= Enbarr =

Horse in the Irish Mythological Cycle

The Enbarr (Énbarr) or Aonbharr of Manannán (Aonbharr Mhanannáin) is a horse in the Irish Mythological Cycle which could traverse both land and sea, swifter than wind-speed.

The horse was the property of the sea-god Manannan mac Lir, but provided to Lugh Lamh-fada (Luġ Lámhfhada) to use at his disposal. In the story Oidheadh Chloinne Tuireann ("The Fate of the Children of Tuireann"), Lugh refused to lend it to the sons of Tuireann, but was then forced to lend the self-navigating boat Sguaba Tuinne (Wave-sweeper) instead.

==Forms==
Aenbharr or Aonbharr (Aonbarr) occur in Oidheadh Chloinne Tuireann.

In P.W. Joyce's retelling the horse is also called Enbarr of the Flowing Mane. The forms Énbarr, Enbhárr are given by James Mackillop's dictionary.

==Etymology==
The meaning of this name has been variously defined. As a common noun enbarr is defined as "froth" in the medieval Cormac's glossary. (Note: Deconstructed as: "én "water" + barr "cacumen, spuma".)

The modern Irish form Aonbharr is glossed as "One Mane" by O'Curry, (Note: Deconstructed as: aon "one" + barr "hair, tip, horse's mane" by O'Curry.) "the one or unrivaled mane" by O'Curry and O'Duffy, and "unique supremacy" by James Mackillop's dictionary.

Welsh scholar John Rhys thought the name meant "she had a bird's head", and evidently considered it a mare.

==In romance==
In the romance Oidheadh Chlainne Tuireann (OCT, The Fate of the Children of Tuireann), the Tuatha Dé Danann oppressed by tribute enforced by the Formorians gather an assembly on a hill, and Lugh arrives among an army of the "Fairy Cavalcade from the Land of Promise" (an Marcra Sidh ó Thir Tairrngire). Aonbharr of Manannán was the horse Lugh was riding. The horse was quicker than the "naked cold wind of spring", and could travel over land or sea with equal ease. It also had the property that whoever was mounted on its back could not be killed. And Lugh was dressed in various armor from the sea-god adding to his invulnerability. Note that in P. W. Joyce's retelling the fairy cavalcade appeared as "warriors, all mounted on white steeds", which suggests as embellishment that Lugh's horse was white also. (Note: It might also be noted that in The Voyage of Bran, Manannan is traveling over sea riding a chariot by glistening or shining sea-horses (gabra lir). But the sea-horses are only figurative phrasing for "crested waves" according to the DIL.)
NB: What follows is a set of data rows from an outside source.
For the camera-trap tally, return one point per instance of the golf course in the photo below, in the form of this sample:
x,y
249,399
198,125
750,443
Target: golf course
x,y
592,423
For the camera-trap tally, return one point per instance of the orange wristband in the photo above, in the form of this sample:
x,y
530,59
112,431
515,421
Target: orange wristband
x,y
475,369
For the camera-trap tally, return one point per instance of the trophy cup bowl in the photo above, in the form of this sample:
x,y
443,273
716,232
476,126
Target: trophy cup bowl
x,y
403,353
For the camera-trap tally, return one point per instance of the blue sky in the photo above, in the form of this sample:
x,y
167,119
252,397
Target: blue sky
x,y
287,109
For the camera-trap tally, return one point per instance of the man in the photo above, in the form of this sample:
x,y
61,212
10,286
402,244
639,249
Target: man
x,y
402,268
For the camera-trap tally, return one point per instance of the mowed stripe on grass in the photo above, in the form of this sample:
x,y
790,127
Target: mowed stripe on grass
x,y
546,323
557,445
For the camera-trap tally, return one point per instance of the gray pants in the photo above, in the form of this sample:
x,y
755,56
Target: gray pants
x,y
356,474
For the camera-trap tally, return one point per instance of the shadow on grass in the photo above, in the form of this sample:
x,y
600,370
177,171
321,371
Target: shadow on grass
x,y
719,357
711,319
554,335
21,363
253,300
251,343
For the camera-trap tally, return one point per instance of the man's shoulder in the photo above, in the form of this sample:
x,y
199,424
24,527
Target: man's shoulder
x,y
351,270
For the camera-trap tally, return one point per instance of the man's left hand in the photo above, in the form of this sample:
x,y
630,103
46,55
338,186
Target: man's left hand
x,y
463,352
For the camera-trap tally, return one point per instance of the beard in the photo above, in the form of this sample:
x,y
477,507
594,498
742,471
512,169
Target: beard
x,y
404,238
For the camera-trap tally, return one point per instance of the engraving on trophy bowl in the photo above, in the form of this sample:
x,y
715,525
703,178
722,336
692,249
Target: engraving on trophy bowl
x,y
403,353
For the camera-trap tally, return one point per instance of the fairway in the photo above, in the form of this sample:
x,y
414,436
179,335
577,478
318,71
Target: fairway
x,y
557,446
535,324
Lugh refused to loan the horse to the sons of Tuireann, claiming that would be the loan of a loan, but in making this refusal, was later trapped into lending the self-navigating currach (coracle boat) called the "Besom of the Sea" (scuab tuinné), also called Sguaba Tuinne or Wave-sweeper.

== In popular culture ==
Enbarr appears in the 2013 video game, Final Fantasy XIV. Enbarr can be obtained through the extreme level on The Whorleater, as a random drop.

Enbarr appears as a minor character in the Nate Temple series by Shayne Silvers. He is the horse of Manannán mac Lir and is responsible for removing the main character, Quinn MacKenna, from the Otherworld and taking her to Fae.

Enbarr is the namesake of Enbarr Ltd, an Irish startup company that developed equine health management software, StablePro.

In the 2019 video game Fire Emblem: Three Houses, "Enbarr" is the name of the Imperial Capital of the Adrestian Empire.